Тем временем, посовещавшись, врачи решили везти Багратиона в Москву, чтобы уже там, оказать ему более квалифицированную медицинскую помощь.
Мы вместе с адъютантом Андреем Голицыным перенесли князя в коляску. Меня он не узнал. На скамью кинули бурку и несколько шинелей, чтобы страдальцу было помягче. Багратион, когда его переносили, был все еще в забытьи. Помимо генерала в коляску сели доктор Говоров со своим саквояжем и еще какой-то неизвестный мне лекарь. Мы с Голицыным решили сопровождать коляску верхами.
Когда Багратиона усаживали в коляску, он, приоткрыв глаза и, узнав меня, разлепил спекшиеся губы:
– Как резервы, подходят?
– Так точно, ваше сиятельство! Уже подошли и вступили в бой Лейб-гвардии Измайловский, Литовский и Финляндский полки, три полка первой кирасирской дивизии и две батарейные роты гвардейской артиллерии.
– Славно! – прошептал Багратион и закрыл глаза.
– Трогай! – крикнул я кучеру, и коляска поехала.
Вдоль обочины ковыляли раненные. Кто-то помогал товарищам, кто-то, выбившись из сил, падал на землю. Через последних просто переступали.
– Павел Андреевич! Павел Андреевич! Слава Богу, что вы живы!
Я обернулся. Мне махал рукой, перепачканный гарью флотский лейтенант. Ясно, что это был офицер гвардейского флотского экипажа, прекрасно меня (а вернее, моего прапрапрадеда) знавший. Но кто он такой и как мне себя с ним вести? Подумав, я решил действовать напрямую. Придержав поводья, улыбнулся:
– Здравствуйте, лейтенант! Простите, но после контузии я с трудом вообще что-то сейчас соображаю и понимаю, потому и направлен сопровождать раненного князя Багратиона в тыл. Еще раз простите за контузию, но кто вы такой?

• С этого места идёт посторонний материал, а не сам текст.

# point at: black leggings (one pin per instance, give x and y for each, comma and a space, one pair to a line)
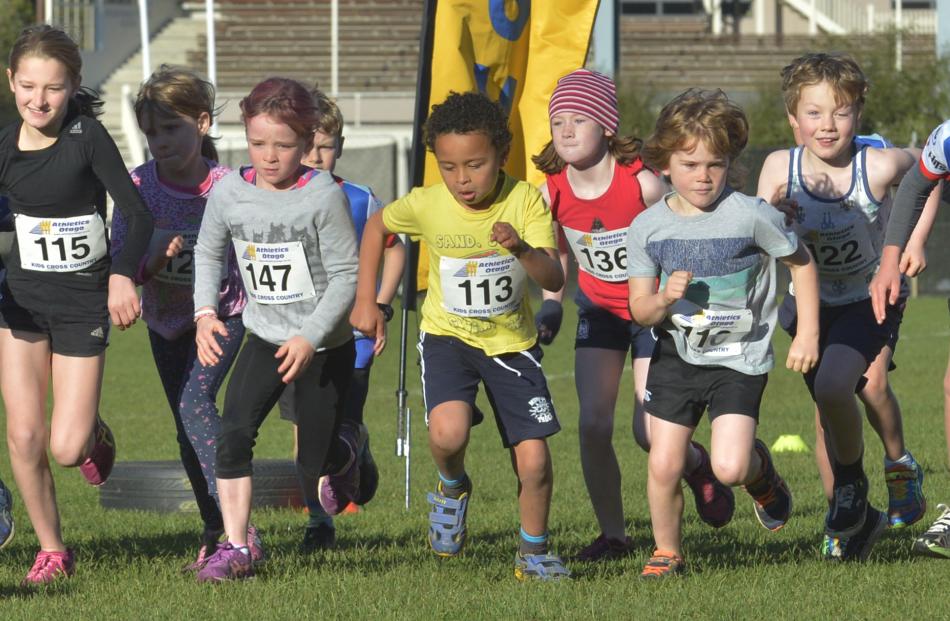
254, 388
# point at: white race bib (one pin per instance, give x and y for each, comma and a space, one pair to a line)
481, 287
275, 273
602, 255
180, 269
60, 244
715, 333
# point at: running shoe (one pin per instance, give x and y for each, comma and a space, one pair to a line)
906, 504
6, 515
227, 563
447, 532
369, 475
49, 567
858, 546
936, 541
338, 490
715, 502
772, 500
849, 506
209, 542
319, 537
544, 567
98, 466
604, 549
663, 565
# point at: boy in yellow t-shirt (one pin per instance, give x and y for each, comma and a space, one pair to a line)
486, 233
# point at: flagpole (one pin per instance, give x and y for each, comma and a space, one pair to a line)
417, 175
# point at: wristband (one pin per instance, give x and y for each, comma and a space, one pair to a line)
205, 312
387, 311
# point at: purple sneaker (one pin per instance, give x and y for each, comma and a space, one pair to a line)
227, 563
98, 466
338, 490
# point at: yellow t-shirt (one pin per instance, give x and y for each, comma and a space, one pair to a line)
477, 290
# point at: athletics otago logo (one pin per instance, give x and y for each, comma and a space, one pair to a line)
469, 271
43, 228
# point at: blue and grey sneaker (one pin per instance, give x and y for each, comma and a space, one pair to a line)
544, 567
6, 515
447, 531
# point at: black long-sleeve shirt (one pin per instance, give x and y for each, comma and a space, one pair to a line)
68, 179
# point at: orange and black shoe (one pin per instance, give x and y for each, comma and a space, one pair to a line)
662, 565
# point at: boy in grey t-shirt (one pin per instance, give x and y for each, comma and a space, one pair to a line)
713, 252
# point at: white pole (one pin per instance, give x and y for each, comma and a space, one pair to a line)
143, 31
209, 35
335, 48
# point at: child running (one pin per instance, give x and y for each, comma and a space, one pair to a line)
487, 234
839, 191
910, 224
291, 231
174, 109
596, 185
713, 250
327, 149
61, 286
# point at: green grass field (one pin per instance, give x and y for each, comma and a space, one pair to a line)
128, 562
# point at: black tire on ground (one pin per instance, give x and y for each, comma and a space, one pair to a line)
163, 486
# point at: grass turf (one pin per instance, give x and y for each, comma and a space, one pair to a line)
129, 562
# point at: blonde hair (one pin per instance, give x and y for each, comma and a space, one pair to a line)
172, 91
699, 115
840, 71
624, 149
331, 119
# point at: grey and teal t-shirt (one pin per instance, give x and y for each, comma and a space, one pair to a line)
729, 311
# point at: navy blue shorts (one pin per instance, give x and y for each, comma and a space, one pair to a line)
598, 328
514, 384
679, 392
852, 325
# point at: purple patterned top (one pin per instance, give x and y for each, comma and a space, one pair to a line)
167, 301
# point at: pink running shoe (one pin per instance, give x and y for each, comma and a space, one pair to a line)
715, 502
338, 490
98, 466
50, 566
227, 563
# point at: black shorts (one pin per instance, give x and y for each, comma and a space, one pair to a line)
852, 325
679, 392
514, 383
76, 321
600, 329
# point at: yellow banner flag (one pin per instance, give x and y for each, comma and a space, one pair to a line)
514, 51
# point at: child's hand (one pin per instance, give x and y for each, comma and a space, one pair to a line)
913, 260
789, 207
676, 286
123, 301
506, 236
802, 354
297, 354
172, 246
209, 351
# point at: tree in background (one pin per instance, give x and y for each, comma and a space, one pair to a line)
14, 16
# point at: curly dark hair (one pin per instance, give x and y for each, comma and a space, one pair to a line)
466, 113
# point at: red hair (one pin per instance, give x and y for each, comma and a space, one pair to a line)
285, 100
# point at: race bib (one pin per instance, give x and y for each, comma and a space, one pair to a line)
274, 273
60, 244
180, 269
602, 255
714, 333
481, 287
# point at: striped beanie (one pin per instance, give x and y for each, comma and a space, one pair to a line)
588, 93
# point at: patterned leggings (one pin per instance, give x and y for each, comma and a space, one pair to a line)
191, 390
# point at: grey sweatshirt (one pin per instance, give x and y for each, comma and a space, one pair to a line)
317, 216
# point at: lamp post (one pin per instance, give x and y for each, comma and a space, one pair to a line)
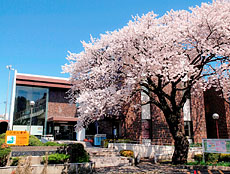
216, 116
10, 68
31, 112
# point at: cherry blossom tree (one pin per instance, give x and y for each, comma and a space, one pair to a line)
164, 57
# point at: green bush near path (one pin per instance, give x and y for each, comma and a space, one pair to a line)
57, 158
211, 159
34, 141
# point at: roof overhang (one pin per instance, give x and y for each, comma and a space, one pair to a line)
42, 81
62, 119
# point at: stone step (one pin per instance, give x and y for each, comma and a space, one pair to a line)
102, 152
111, 161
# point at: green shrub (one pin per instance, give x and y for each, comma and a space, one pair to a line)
195, 145
106, 142
77, 153
14, 161
2, 136
4, 152
34, 141
212, 157
198, 157
57, 158
224, 157
127, 153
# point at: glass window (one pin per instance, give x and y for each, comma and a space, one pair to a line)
23, 112
188, 128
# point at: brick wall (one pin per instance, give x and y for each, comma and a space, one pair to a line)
58, 105
131, 123
160, 129
215, 104
198, 116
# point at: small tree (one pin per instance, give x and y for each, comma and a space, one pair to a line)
167, 55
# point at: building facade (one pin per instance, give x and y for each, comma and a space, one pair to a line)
39, 104
52, 114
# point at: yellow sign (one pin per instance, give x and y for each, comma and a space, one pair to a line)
17, 138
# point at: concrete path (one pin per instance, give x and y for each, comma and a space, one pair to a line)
150, 168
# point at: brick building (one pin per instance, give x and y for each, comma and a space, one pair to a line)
52, 114
147, 123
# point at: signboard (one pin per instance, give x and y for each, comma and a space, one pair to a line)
216, 145
35, 130
17, 138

– Я Лист… Адам Иванович Лист! Припоминайте мы с вами третьего дня вместе в палатке у вашего братца Александра пили чай с баранками.
– Да, да, что-то припоминаю.
Опана! Я же совсем забыл, что у моего прапрапрадеда был еще и младший братец Александр, который так же дрался при Бородино. Не хорошо забывать родственников!
– Ну, а как дрался наш экипаж? Большие ли потери?
– В ожидании начала боя у села Бородино мичман Лермонтов и три десятка нижних чинов находились у моста на реки Колочка, чтобы при первой потребности уничтожить мост. Когда французы у моста напали на стоявших там гвардейских егерей и те с потерями отступили. Лермонтов тот мост сжег и порушил, потеряв шестерых матросов. Я же был все время при наших пушках недалеко от вас на левом фланге, где меня и контузило. А со мной ранен еще известный вам унтер-лейтенант Киселев и семь нижних чинов. Что касается братца вашего Александра, то ни о его смерти, ни о ранении я ничего не слышал. Дай бог, живой.
– До встречи Адам Иванович! Поправляйтесь!
– До встречи, Павел Андреевич!
Подгоняя каблуками своего коня, я быстро догнал едва продвигавшуюся по забитой дороге карету. Как не стремился правивший ей казак, ехать быстрее, из этого мало что получалось. Вся дорога была запружена бредущими раненными и уходящими на Москву обозами.
Думая, что князь находится в полузабытьи, ехавшие с ним в коляске доктора начали вполголоса совещаться:
– Если не отнять ногу под коленом – антонов огонь неизбежен.
Багратион неожиданно приоткрыл глаза:
– Не дам! Без ноги – не жизнь мне!
Доктора сразу приумолкли.
Навстречу шли солдаты, но в основном ополченцы, задействованные для выноса раненных. Только через пару часов нам удалось выбраться на свободную дорогу и дело пошло веселее. За все это время Багратион не проронил ни слова, только однажды слабым голосом подозвал меня:
– Скажите, Колзаков, кто сегодня, в конце концов, одержит верх!
– Если честно, ваше превосходительство, то над итогами сражения при Бородине историки будут спорить еще, по меньшей мере, двести лет. – доложился я, свесившись с коня.
– Неужели так все сложно? – повел своей клочковатой бровью князь.
– Достаточно. Наполеон одержит сегодня определенный тактический успех, тогда как стратегическая выгода останется за нами.
– Значит, флешей мы сегодня все же неудержим! – мрачно констатировал Багратион и замолчал.
Представляю, если бы я сейчас рассказал ему о предстоящем оставлении Москвы, что бы с ним было. Но всему свое время.
Через несколько часов нахождения в седле я уже не мог сидеть верхом на лошади. Все что можно было натереть, давно было натерто и перетерто, поэтому каждое движение причиняло жуткую боль, причем, чем дальше, тем все более нестерпимую. Наконец, не выдержав этой пытки, я попросился пересесть на облучок рядом с возницей-казаком. Вместо ответа, Багратион слабо кивнул и я, сгорая от стыда, перебрался на вожделенный облучок.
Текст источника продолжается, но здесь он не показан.